Is there a way to read the values in a cudaArray from the device without wrapping it in a texture reference/object? All of the examples I've looked at use cudaArrays exclusively for creating textures. Is that the only way they can be used, or could I do something like:

__global__ kernel(cudaArray *arr, ...) {
    float x = tex1D<float>(arr, ...);
    ...
}

cudaArray *arr;
cudaMallocArray(&arr, ...);
cudaMemcpyToArray(arr, ...);
kernel<<<...>>>(arr, ...);

So basically, what should go in place of tex1D there? Also, if this is possible I'd be curious if anyone thinks there would be any performance benefit to doing this, but I'll also be running my own tests to see.

Thanks!

Solution

cudaArray is defined for texturing or surface memory purposes. As indicated here:

CUDA arrays are opaque memory layouts optimized for texture fetching. They are one dimensional, two dimensional, or three-dimensional and composed of elements, each of which has 1, 2 or 4 components that may be signed or unsigned 8 , 16 or 32 bit integers, 16 bit floats, or 32 bit floats. CUDA arrays are only accessible by kernels through texture fetching as described in Texture Memory or surface reading and writing as described in Surface Memory.

So in effect you have to use either texture functions or surface functions in kernels to access data in a cudaArray.

There are several performance benefit possibilities associated with using texturing. Texturing can imply interpolation (i.e. reading from a texture using floating point coordinates). Any application that needs this kind of data interpolation may benefit from the HW interpolation engines inside the texture units on the GPU.

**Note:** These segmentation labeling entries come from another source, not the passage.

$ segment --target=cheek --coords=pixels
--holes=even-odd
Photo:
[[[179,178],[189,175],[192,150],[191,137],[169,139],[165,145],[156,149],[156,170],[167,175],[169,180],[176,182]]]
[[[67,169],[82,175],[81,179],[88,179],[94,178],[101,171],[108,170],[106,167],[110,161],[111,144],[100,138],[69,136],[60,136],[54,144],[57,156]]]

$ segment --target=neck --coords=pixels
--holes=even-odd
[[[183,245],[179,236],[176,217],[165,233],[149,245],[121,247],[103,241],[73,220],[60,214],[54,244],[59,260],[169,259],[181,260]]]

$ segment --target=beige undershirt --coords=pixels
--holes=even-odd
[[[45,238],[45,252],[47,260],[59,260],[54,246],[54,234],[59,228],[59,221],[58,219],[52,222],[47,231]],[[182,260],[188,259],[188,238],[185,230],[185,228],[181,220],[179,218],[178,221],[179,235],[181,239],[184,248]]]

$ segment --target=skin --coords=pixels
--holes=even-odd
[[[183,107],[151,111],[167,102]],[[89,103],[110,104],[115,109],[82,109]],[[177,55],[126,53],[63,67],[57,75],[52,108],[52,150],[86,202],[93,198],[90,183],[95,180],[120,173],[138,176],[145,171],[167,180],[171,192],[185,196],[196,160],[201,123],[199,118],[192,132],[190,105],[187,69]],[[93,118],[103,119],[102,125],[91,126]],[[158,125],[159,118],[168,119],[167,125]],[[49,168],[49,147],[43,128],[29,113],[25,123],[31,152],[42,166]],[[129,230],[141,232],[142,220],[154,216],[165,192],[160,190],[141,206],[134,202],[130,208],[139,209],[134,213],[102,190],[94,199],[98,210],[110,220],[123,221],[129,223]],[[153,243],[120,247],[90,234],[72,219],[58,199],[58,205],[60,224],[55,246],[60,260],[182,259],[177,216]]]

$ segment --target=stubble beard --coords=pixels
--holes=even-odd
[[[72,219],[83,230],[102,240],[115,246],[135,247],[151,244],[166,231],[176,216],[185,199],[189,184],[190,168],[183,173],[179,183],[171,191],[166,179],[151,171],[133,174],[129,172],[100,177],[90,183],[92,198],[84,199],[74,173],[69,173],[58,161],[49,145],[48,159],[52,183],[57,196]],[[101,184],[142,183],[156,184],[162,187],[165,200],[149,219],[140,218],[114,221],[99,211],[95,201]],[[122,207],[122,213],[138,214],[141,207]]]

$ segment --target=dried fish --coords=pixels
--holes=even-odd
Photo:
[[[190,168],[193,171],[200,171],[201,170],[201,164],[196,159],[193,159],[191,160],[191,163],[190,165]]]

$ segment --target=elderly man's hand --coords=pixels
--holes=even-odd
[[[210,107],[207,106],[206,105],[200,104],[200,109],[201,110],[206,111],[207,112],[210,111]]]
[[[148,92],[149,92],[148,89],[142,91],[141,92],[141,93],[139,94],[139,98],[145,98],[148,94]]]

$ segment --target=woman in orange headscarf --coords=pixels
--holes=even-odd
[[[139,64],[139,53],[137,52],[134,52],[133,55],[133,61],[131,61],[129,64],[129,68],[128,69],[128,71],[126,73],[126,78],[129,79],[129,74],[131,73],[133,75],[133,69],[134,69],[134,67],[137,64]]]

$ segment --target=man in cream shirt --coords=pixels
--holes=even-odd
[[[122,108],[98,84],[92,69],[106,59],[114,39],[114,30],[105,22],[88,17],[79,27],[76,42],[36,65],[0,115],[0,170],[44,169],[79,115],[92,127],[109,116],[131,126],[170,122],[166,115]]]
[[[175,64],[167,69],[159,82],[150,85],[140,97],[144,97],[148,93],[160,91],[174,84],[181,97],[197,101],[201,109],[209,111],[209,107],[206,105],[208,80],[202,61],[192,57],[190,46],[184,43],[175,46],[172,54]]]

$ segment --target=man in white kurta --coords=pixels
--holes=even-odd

Another benefit, perhaps the most important for using texturing in arbitrary GPU codes, is the texture cache that backs up the textures stored in global memory. Texturing is a read-only operation, but if you have an array of read-only data, the texture cache may improve or otherwise extend your ability to access data rapidly. This generally implies that there must be data-locality/ data-reuse in your functions that are accessing data stored in the texturing mechanism. Texture data retrieved will not disrupt anything in the L1 cache, so generally this kind of data segmentation/optimization would be part of a larger strategy around data caching. If there were no other demands on L1 cache, the texture mechanism/cache does not provide faster access to data than if it were in the L1 already.